Pied piper will be lost in Bommanahalli

Pied piper will be lost in Bommanahalli

Elevated road project work is restricting road space for motorists as well as pedestrians

There are No traffic signals or bus shelters at this chaotic junction

Huidina N. Bangalore

Safety, which is the prime concern of commuters, has lost its sight at Bommanahalli junction. A short cut to cross the junction had cut short the lives of many pedestrians in their prime.
The construction work of the elevated road from Silk Junction to Electronic City, which is being carried out by National Highway Authority of India (NHAI), has reduced road space here restricting the movement of vehicles and pedestrians.
With no traffic signals, police are finding it difficult to direct traffic by standing on the road. Despite the face mask, they inhale lot of dust as they keep removing it while shouting at errant motorists and pedestrians. One was recently hit by a vehicle.
"The unprecedented delay in the completion of the Rs-775.7 crore road project has contributed to the chaos at the junction. Although the traffic signals are ready for installation, we are waiting for the completion of the road project. If we install them now, chances are that they may be shifted later. The process is expensive.
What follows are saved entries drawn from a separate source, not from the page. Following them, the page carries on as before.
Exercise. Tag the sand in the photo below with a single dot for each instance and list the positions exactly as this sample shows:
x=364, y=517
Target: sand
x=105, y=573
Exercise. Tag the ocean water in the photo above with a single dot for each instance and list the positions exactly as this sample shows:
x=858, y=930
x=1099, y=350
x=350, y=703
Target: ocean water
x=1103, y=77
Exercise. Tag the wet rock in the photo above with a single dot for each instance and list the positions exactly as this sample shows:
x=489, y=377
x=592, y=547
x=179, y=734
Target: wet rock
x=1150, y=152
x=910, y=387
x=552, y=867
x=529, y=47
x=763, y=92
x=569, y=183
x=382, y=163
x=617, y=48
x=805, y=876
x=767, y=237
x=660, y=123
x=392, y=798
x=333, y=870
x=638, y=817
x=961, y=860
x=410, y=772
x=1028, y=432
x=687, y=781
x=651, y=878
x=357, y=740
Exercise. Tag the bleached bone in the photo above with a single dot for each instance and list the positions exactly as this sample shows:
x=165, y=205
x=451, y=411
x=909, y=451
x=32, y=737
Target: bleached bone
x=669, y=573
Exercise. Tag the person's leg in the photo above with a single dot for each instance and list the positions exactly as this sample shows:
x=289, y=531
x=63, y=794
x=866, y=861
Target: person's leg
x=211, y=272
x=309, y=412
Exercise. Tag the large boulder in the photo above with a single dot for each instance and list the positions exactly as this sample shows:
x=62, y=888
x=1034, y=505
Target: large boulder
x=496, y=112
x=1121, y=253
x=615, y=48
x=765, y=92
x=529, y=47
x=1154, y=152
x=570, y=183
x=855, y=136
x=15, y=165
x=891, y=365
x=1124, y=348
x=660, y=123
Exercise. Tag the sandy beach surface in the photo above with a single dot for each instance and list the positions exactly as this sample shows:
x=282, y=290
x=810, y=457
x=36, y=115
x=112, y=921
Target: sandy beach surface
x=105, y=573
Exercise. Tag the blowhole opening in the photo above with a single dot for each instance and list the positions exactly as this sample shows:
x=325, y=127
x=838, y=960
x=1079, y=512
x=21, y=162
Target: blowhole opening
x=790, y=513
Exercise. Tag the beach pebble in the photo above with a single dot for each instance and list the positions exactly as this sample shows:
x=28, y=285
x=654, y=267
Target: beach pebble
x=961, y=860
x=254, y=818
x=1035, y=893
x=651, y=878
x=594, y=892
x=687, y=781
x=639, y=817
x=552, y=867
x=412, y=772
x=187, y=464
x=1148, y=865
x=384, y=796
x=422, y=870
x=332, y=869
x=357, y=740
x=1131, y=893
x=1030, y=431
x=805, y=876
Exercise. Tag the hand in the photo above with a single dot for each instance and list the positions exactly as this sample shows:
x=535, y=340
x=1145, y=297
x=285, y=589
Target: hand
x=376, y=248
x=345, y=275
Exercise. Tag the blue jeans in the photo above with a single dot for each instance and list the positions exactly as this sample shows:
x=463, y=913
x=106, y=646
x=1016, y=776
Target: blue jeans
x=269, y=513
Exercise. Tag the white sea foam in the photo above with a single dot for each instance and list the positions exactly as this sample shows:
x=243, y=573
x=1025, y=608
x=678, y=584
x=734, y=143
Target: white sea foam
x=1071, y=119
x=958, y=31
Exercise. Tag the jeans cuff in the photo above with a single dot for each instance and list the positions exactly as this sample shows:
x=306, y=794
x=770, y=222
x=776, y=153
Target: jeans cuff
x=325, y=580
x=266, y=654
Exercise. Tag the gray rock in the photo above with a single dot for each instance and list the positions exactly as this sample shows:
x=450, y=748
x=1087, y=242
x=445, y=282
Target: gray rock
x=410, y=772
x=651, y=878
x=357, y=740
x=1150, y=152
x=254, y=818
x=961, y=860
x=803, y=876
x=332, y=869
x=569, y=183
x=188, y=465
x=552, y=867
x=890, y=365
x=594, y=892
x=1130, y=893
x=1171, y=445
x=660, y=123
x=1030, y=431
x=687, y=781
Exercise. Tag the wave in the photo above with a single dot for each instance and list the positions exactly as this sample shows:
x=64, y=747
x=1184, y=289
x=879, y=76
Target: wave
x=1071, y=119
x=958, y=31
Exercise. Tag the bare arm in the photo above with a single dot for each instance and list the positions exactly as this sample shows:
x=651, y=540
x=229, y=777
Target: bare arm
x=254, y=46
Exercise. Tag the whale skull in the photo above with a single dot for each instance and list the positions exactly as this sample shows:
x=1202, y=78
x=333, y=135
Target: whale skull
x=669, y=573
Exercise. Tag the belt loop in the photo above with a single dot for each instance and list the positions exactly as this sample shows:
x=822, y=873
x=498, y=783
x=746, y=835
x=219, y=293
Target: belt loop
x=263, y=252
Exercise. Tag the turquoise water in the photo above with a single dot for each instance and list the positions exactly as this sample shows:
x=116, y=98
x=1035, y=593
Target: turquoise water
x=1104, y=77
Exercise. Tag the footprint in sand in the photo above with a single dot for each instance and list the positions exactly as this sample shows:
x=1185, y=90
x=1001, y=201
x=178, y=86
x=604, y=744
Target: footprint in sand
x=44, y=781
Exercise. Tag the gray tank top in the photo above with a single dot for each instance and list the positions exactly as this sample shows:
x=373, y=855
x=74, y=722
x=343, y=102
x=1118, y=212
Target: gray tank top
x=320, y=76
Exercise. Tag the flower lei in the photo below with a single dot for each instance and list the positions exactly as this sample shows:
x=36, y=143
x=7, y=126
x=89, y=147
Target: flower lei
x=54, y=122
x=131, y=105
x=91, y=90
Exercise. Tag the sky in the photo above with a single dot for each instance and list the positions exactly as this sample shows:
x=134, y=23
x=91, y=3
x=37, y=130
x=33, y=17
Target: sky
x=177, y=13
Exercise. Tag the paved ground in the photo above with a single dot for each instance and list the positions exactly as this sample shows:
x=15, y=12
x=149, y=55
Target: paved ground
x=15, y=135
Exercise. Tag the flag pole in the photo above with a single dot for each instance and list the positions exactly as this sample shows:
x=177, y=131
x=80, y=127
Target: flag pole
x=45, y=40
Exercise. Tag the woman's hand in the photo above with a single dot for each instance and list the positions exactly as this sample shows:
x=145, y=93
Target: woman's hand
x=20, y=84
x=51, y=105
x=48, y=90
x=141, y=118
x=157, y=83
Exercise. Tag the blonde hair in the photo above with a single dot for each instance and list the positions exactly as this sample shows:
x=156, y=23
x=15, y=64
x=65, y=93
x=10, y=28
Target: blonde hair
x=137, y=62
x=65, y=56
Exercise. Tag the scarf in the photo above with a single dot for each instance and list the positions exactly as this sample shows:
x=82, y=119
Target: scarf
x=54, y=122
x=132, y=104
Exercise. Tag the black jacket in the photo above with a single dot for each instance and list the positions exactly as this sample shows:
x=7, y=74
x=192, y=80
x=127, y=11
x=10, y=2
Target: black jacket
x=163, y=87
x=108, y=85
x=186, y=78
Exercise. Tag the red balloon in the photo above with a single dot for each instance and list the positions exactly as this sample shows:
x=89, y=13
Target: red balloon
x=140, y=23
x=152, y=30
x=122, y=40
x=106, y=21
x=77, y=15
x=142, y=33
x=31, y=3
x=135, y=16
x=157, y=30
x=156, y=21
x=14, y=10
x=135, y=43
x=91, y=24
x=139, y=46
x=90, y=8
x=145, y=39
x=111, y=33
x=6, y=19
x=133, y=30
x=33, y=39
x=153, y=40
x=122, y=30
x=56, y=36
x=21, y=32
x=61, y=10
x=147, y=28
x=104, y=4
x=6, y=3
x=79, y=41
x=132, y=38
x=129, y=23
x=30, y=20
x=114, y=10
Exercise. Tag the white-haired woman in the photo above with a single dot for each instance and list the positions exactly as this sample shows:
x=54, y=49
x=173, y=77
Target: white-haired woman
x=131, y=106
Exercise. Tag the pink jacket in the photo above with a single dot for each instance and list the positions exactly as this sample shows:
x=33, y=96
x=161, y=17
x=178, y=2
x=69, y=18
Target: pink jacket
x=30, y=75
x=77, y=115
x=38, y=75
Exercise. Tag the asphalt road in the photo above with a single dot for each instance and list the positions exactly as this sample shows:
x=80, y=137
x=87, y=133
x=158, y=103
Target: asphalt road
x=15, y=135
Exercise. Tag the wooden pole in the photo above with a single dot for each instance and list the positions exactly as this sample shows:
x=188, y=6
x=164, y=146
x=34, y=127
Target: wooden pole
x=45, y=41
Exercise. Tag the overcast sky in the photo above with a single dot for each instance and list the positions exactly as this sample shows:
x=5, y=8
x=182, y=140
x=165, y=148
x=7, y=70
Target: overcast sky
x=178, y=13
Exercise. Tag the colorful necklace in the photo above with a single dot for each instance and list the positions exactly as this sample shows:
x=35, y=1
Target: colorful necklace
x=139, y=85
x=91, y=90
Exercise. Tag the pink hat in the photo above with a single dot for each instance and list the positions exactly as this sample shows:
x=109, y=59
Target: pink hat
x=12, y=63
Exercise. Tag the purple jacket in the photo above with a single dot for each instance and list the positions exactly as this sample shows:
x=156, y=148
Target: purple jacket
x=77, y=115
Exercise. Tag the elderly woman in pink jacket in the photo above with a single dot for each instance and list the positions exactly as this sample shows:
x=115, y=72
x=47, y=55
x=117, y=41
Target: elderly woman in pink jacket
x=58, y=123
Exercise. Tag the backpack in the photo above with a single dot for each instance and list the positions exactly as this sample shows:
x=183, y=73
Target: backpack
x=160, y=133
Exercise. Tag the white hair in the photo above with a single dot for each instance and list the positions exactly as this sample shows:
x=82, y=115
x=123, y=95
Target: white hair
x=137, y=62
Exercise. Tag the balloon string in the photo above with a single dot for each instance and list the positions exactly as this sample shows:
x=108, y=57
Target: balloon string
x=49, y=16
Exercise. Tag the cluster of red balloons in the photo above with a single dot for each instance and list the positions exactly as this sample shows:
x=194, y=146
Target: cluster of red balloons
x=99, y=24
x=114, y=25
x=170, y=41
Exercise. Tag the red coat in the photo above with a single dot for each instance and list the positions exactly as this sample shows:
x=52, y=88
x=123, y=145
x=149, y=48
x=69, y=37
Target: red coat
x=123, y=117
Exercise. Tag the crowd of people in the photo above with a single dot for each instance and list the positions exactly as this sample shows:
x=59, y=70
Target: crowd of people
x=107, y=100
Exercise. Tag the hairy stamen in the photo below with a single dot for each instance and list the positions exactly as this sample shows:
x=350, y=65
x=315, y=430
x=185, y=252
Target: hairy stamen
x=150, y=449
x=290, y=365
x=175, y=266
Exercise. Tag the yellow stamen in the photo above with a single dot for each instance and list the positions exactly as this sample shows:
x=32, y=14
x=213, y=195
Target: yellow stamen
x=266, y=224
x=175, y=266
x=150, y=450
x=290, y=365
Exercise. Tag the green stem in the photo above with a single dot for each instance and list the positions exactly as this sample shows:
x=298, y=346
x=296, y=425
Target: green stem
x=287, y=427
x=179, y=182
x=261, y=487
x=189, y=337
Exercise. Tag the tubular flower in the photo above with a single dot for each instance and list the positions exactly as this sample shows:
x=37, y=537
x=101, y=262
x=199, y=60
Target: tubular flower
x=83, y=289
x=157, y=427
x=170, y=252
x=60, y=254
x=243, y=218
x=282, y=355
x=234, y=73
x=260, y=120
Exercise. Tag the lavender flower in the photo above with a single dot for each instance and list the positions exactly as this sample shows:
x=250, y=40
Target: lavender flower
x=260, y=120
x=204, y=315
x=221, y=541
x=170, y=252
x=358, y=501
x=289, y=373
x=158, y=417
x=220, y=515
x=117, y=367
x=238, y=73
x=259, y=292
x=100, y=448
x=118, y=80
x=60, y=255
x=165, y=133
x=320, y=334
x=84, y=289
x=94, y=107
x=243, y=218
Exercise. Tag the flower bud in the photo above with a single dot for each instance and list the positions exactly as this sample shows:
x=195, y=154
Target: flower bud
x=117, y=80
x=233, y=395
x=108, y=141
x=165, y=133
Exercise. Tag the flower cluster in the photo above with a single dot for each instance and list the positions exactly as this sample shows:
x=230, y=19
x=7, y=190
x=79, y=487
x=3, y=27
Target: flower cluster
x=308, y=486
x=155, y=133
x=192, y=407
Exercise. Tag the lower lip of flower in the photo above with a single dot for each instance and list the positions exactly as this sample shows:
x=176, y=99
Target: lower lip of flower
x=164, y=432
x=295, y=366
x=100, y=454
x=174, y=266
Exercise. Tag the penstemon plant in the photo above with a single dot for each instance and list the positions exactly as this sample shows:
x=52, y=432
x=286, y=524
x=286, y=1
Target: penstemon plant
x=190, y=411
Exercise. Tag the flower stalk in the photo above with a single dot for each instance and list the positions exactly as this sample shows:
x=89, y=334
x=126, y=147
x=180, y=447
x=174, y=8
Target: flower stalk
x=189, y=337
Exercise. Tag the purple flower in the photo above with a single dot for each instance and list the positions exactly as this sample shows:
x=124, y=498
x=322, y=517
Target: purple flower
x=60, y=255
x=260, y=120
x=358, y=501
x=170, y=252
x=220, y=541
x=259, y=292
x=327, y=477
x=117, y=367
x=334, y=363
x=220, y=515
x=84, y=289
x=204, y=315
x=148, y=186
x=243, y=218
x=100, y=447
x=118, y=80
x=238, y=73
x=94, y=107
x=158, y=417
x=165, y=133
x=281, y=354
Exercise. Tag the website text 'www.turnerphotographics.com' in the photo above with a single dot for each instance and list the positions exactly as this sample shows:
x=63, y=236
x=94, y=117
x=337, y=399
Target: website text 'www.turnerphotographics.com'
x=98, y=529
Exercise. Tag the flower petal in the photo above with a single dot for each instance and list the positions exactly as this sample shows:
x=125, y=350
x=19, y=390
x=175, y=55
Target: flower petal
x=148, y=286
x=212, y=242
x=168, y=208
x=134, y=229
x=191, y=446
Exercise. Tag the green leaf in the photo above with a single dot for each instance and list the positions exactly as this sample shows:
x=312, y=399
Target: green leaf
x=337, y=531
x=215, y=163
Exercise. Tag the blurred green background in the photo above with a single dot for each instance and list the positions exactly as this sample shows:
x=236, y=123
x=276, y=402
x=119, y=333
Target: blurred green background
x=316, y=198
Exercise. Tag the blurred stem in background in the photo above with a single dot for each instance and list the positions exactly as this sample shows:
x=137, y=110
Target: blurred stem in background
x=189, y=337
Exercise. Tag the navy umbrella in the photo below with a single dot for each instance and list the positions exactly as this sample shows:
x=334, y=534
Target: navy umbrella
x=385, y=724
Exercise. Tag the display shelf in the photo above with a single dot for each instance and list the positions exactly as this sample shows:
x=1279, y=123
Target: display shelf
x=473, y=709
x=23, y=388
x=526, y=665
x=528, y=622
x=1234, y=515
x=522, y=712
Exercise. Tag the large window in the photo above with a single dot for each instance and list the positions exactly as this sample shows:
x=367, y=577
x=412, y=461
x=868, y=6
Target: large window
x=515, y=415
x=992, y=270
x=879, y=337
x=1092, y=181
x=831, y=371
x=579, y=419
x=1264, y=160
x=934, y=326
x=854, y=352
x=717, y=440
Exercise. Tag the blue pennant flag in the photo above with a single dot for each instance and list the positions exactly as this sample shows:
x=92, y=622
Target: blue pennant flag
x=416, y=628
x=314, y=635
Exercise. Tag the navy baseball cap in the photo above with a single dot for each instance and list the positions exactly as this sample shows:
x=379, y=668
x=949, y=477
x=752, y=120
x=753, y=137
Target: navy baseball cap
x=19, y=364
The bus bay planned near the junction is still under construction," said T Venkatesh, inspector of traffic at Madiwala police station.
Expressing her woes, Tina Jacob, a pedestrian, said she gets tensed whenever she has to cross the junction towards Begur.
"Vehicles converge here in a dangerous way," she said.
In order to avoid congestion, a subway has been constructed a few meters from the junction.
"But very few use this facility. Until the elevated road construction is over, pedestrians should use the subway for their own safety. Or else, they face risk while crossing the junction," said Venkatesh.
Pedestrians have their own reasons for avoiding the subway.
"Everyone crosses the junction. Then why should I walk some extra metres to the subway," said Raju Sharma, a pedestrian.
"The only way to ensure safety and avoid jams is to complete the 9-km elevated road project. NHAI says it will be over by October, but the slow progress of the work tells a different story," said B Lokesh, assistant commissioner of police (traffic) of Adugodi.
"Two sub-inspectors, five constables and many more supervisors and guards are being deployed at the junction daily to maintain order," said T Venkatesh.
"The traffic police are expected to regulate 20 buses when the capacity is only for five buses at a time," he said.